There are going to be some rough spots in every marriage. This being so, every married person should learn the attitudes and methods that are necessary to carry us through those stormy times so we can have stronger, happier marriages.

One of the keys to successful marriage is good communication. In Ephesians 4:25ff. we see some things which are vital to healthy communication in the church, the home, the office, or anywhere else we may interact with others.

Husbands and wives must be honest, truthful, and open with one another. "Therefore, putting away lying, each one speak truth with his neighbor, for we are members of one another" (Eph. 4:25). Paul noted that all who are in Christ "are members of one another." While brethren in the Lord are close, married people are double close. How important, then, is it for them to be honest with one another? Not only will lying get us into trouble with God (Acts 5:1-5) it will surely bring trouble to the marriage, for in the absence of honesty there is no trust.

Uncontrollable anger can kill a marriage. "Be angry and do not sin, do not let the sun go down or your wrath, nor give place to the devil" (Eph. 4:26-27). Anger can be mishandled by blowing up. This kind of behavior brings embarrassment, accomplishes no good, and hurts everyone involved. Anger can also be mishandled by clamming up. Sometimes married people harbor resentment and keep an account of the wrongs done unto them. Then, bitterness sets in, providing for a tense and miserable situation for everyone in the home. A better alternative is the right kind of communication. It is possible (whether admitted or not) for married people to control their anger and calmly discuss their problems and needs. Husband and wives - do not attack each other! Attack the problem, quietly.

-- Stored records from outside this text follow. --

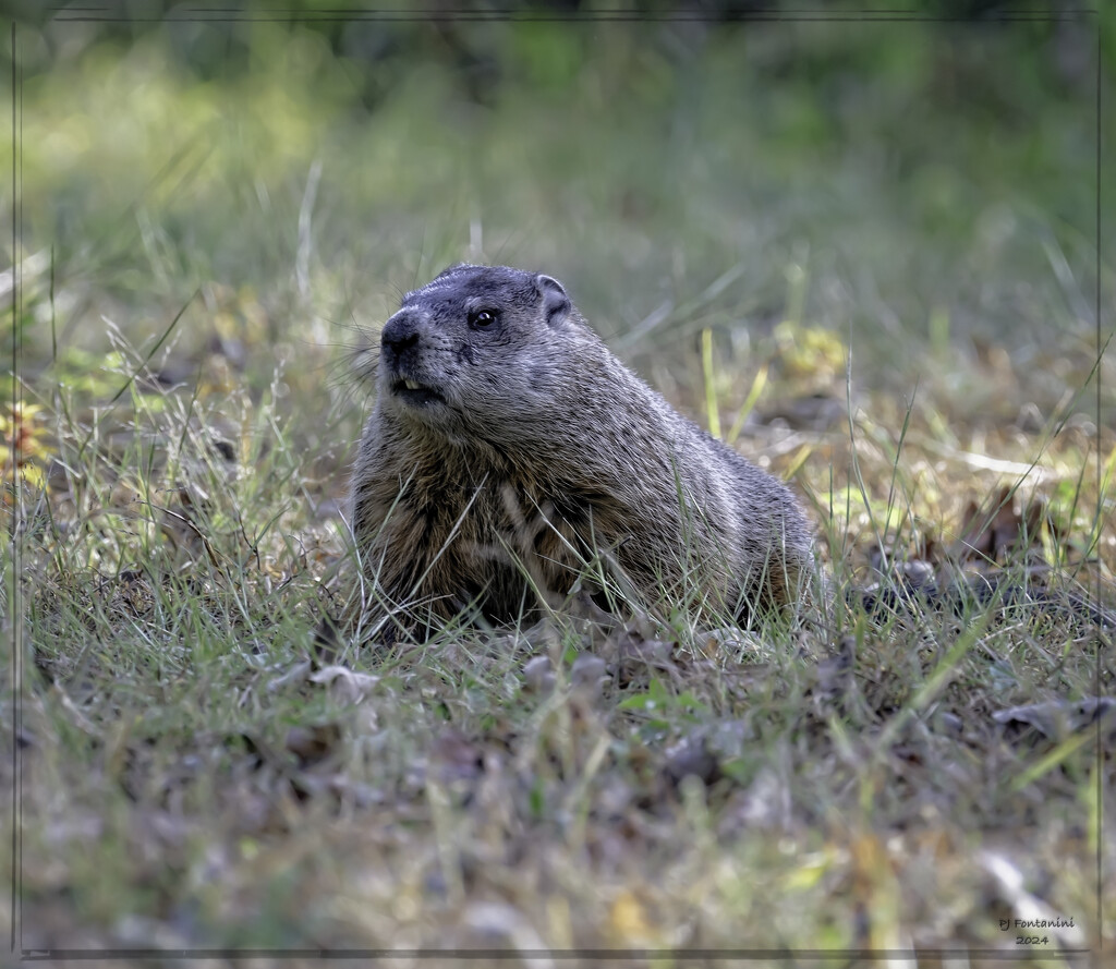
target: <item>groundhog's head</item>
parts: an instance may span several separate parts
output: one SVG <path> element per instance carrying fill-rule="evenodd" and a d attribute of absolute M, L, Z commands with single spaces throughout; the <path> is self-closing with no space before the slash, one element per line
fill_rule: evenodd
<path fill-rule="evenodd" d="M 585 339 L 595 337 L 556 279 L 454 266 L 408 292 L 385 324 L 381 405 L 451 435 L 489 436 L 494 418 L 526 426 L 554 413 Z"/>

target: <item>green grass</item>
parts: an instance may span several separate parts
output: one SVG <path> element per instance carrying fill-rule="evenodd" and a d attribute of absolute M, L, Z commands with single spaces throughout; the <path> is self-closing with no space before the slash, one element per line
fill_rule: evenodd
<path fill-rule="evenodd" d="M 907 36 L 911 67 L 873 54 L 879 25 L 776 27 L 683 57 L 646 25 L 490 25 L 464 35 L 503 58 L 483 106 L 439 61 L 365 111 L 353 64 L 261 23 L 205 83 L 167 60 L 179 28 L 27 80 L 23 948 L 1019 952 L 1017 918 L 1074 920 L 1037 933 L 1043 965 L 1114 944 L 1112 728 L 1098 751 L 1072 709 L 1098 674 L 1112 693 L 1110 633 L 844 598 L 882 558 L 987 555 L 1116 602 L 1077 102 L 1027 73 L 1040 51 L 989 97 L 1046 135 L 989 138 L 927 80 L 944 40 Z M 962 79 L 1016 63 L 969 44 Z M 742 631 L 627 603 L 315 672 L 350 594 L 364 351 L 460 259 L 557 275 L 793 478 L 837 605 Z M 16 698 L 6 678 L 4 722 Z"/>

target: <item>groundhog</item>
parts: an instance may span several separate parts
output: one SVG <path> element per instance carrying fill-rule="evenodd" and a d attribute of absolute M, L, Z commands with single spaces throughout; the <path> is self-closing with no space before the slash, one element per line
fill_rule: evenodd
<path fill-rule="evenodd" d="M 388 641 L 516 622 L 591 563 L 645 606 L 747 621 L 812 564 L 786 484 L 625 367 L 556 279 L 502 266 L 446 269 L 387 320 L 349 512 L 362 625 Z"/>

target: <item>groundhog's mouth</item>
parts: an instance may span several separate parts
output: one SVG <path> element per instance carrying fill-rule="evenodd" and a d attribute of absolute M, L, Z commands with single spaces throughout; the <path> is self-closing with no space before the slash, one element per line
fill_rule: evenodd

Gracious speech is a chief component of healthy communication. "Let no corrupt communication proceed out of your mouth, but what is good for necessary edification, that it may impart grace to the hearers" (Eph. 4:29). Speak wholesome words to each other which build up, rather than unwholesome words which tear down - and do it consciously. It is not enough to say: "Well, I don't ever talk bad to him/her, or cut him/her down." We need to speak words which build up.

All of us could probably stand to work harder on healthy communication. With the right attitudes and approach, we will have stronger marriages.